Attorneys Courtney Mayo obtained dismissal of a civil rights action filed by a pro se homeowner against municipal defendants including the town and police chief, as well as mortgage companies and healthcare providers.
The action arose from the foreclosure of the plaintiff’s property. The pro se plaintiff filed a disjointed complaint in federal court in which he alleged, among other things, that the defendants had engaged in racketeering, mortgage fraud and even conspiracy to commit medical euthanasia. The plaintiff’s Complaint eventually devolves into a doomsday manifesto railing against the government and the Obama and Trump Administrations in particular. In essence, the plaintiff appeared to be seeking a stay of foreclosure on his property.
All defendants filed motions to dismiss the Plaintiff’s Complaint.
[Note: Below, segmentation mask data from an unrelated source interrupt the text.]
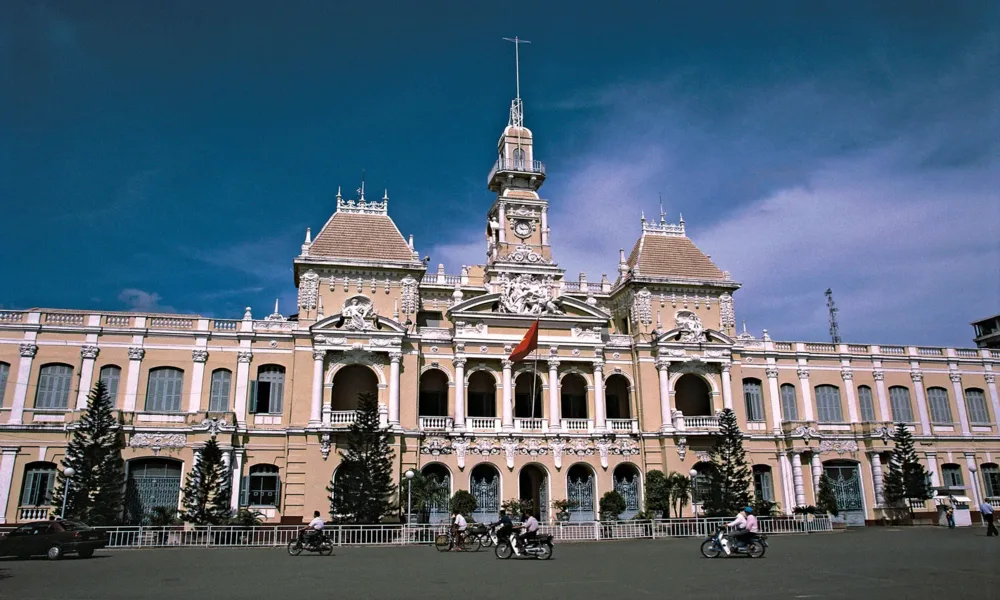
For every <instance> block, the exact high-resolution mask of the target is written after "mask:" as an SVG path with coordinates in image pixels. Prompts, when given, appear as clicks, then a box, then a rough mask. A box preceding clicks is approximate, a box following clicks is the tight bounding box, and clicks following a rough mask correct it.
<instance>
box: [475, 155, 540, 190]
mask: <svg viewBox="0 0 1000 600" xmlns="http://www.w3.org/2000/svg"><path fill="white" fill-rule="evenodd" d="M498 173H525V174H529V175H535V176H536V177H541V178H543V179H544V178H545V164H544V163H543V162H542V161H540V160H532V161H528V160H523V159H521V160H514V159H507V158H500V159H499V160H497V162H495V163H494V164H493V168H492V169H490V174H489V177H487V178H486V183H487V185H489V184H491V183H493V177H494V176H495V175H496V174H498Z"/></svg>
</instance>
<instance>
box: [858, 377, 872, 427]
mask: <svg viewBox="0 0 1000 600" xmlns="http://www.w3.org/2000/svg"><path fill="white" fill-rule="evenodd" d="M858 403H860V404H861V422H862V423H871V422H873V421H874V420H875V399H874V398H873V397H872V389H871V388H870V387H868V386H867V385H859V386H858Z"/></svg>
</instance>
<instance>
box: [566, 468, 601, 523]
mask: <svg viewBox="0 0 1000 600" xmlns="http://www.w3.org/2000/svg"><path fill="white" fill-rule="evenodd" d="M594 485H595V482H594V471H593V469H591V468H590V467H589V466H587V465H585V464H582V463H577V464H575V465H573V466H572V467H570V468H569V471H567V472H566V499H567V500H569V503H570V508H569V520H570V521H593V520H594V514H595V513H594V496H595V495H596V494H595V490H594Z"/></svg>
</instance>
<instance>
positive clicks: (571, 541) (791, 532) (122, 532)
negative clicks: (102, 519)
mask: <svg viewBox="0 0 1000 600" xmlns="http://www.w3.org/2000/svg"><path fill="white" fill-rule="evenodd" d="M728 520H729V519H725V518H698V519H694V518H683V519H658V520H655V521H639V520H633V521H610V522H601V521H582V522H572V523H555V524H549V525H543V526H542V527H541V528H540V531H541V533H545V534H549V535H551V536H552V537H553V539H554V540H556V541H561V542H592V541H600V540H613V539H650V538H652V539H659V538H668V537H697V536H708V535H711V534H713V533H715V531H716V530H717V529H718V528H719V527H721V526H722V525H723V524H725V523H726V522H727V521H728ZM757 523H758V525H759V527H760V532H761V533H765V534H803V533H813V532H821V531H831V530H832V529H833V524H832V523H831V521H830V519H829V518H828V517H812V516H795V517H764V518H760V519H758V520H757ZM447 528H448V525H447V524H439V525H430V524H413V525H327V527H326V528H325V529H324V530H323V531H324V533H326V534H327V535H329V536H330V538H331V539H332V540H333V543H334V544H336V545H338V546H403V545H409V544H432V543H434V540H435V538H436V537H437V536H438V535H440V534H443V533H445V531H446V530H447ZM12 529H13V527H3V528H0V536H2V535H6V534H7V533H9V532H10V531H11V530H12ZM96 529H98V530H101V531H104V532H107V534H108V546H107V547H108V548H164V547H178V546H188V547H191V546H194V547H197V546H202V547H213V546H214V547H233V546H241V547H251V546H264V547H268V546H270V547H273V546H285V545H287V544H288V542H290V541H292V540H293V539H295V537H296V536H298V532H299V530H300V529H302V526H301V525H263V526H257V527H239V526H230V525H219V526H215V525H213V526H196V527H191V528H185V527H181V526H176V527H141V526H122V527H97V528H96Z"/></svg>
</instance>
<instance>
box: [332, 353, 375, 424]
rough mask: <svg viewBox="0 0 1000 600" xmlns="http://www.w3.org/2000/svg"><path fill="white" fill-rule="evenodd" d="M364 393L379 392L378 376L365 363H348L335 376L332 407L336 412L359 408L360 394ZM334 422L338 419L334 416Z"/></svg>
mask: <svg viewBox="0 0 1000 600" xmlns="http://www.w3.org/2000/svg"><path fill="white" fill-rule="evenodd" d="M364 393H372V394H378V377H376V376H375V373H374V372H372V370H371V369H370V368H369V367H366V366H364V365H348V366H346V367H343V368H341V369H340V370H339V371H337V373H336V374H335V375H334V376H333V397H332V405H331V408H332V409H333V412H334V413H335V415H334V416H335V417H336V413H344V412H347V411H355V410H357V409H358V396H359V395H360V394H364ZM334 422H335V423H336V422H337V419H336V418H334Z"/></svg>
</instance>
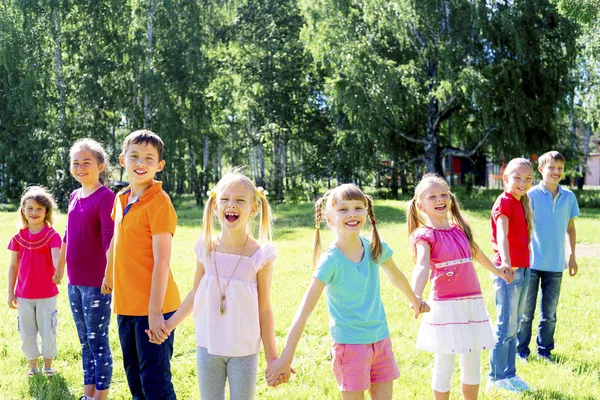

Attorney Mayo filed a motion to dismiss on behalf of the municipal defendants arguing that the Plaintiff’s Complaint failed to comply with Federal Rule of Civil Procedure 8(a)(2) requiring a “short and plain statement of the claim” and must “at least set forth minimal facts as to who did what to whom, when, where and why.” Calvi v. Knox County, 470 F.3d 422, 430 (1st Cir.2006) quoting Educadores Puertorriquenos en Accion v. Hernandez, 367 F.3d 61, 68 (1st Cir. 2004).
United States District Court Judge Timothy S. Hillman agreed that the complaint failed to contain the necessary short and plain statement of facts and granted dismissal in favor of the defendants. The plaintiff appealed the decision to the First Circuit Court of Appeals and submitted multiple appellate statements and letters in support of his appeal. The First Circuit affirmed the lower court’s decision to dismiss the Plaintiff’s Complaint.